Chrissy and the nurse would have made a cute couple. No rings on either of their hands. I suppose the entire situation was life’s crazy way of bringing them together. That idea didn’t feel the same for hottie Dr. Masan and me.

My father’s wink as he left the room showed he believed otherwise.

“Your father is in expert hands.” Dr. Masan chuckled, as the nurse wheelied my father out of the room. He stared as I shook my empty cup without a response. “I knew you needed the caffeine. How about another one?”

I smiled to hide my disappointment in the lack of caffeine left in my cup. “Now, there’s an idea. Too bad mugs can’t refill themselves.”

He laughed at my sad attempt at a joke. I just didn't have the excitement in me to join in. My father’s empty bed looked comfortable, though. I didn’t think anyone would mind if I took a twenty-minute nap. Oh, what it would be to feel young, pull an all-nighter, and keep going the next day again.
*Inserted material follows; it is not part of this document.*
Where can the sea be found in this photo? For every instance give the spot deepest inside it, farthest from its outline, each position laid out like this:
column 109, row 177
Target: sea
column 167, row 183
I always said once you hit twenty-five, it’s all downhill from there.

“Jessa, would you like to have coffee with me?” He checked his shiny gold watch. “I’m on my lunch break and could use another cup myself.”

In my thirties, I felt my best, more accomplished, and my career kept me busy enough to appreciate the lack of a dating life. Dating in my field never lasted since my divorce.

“Are you asking me on a date, Mr. Masan?” I giggled. Another sad attempt of a joke to ease the moment. “My apologies. I blame the bluntness on my lack of sleep and my job requiring me to be upfront.”

Dr. Masan assured me, “You don’t beat around the bush, and I like that.” There was an ease between us that came from him. “Blame my bluntness on my job as a doctor to be upfront, too, but yes, I would love it if this were a date.”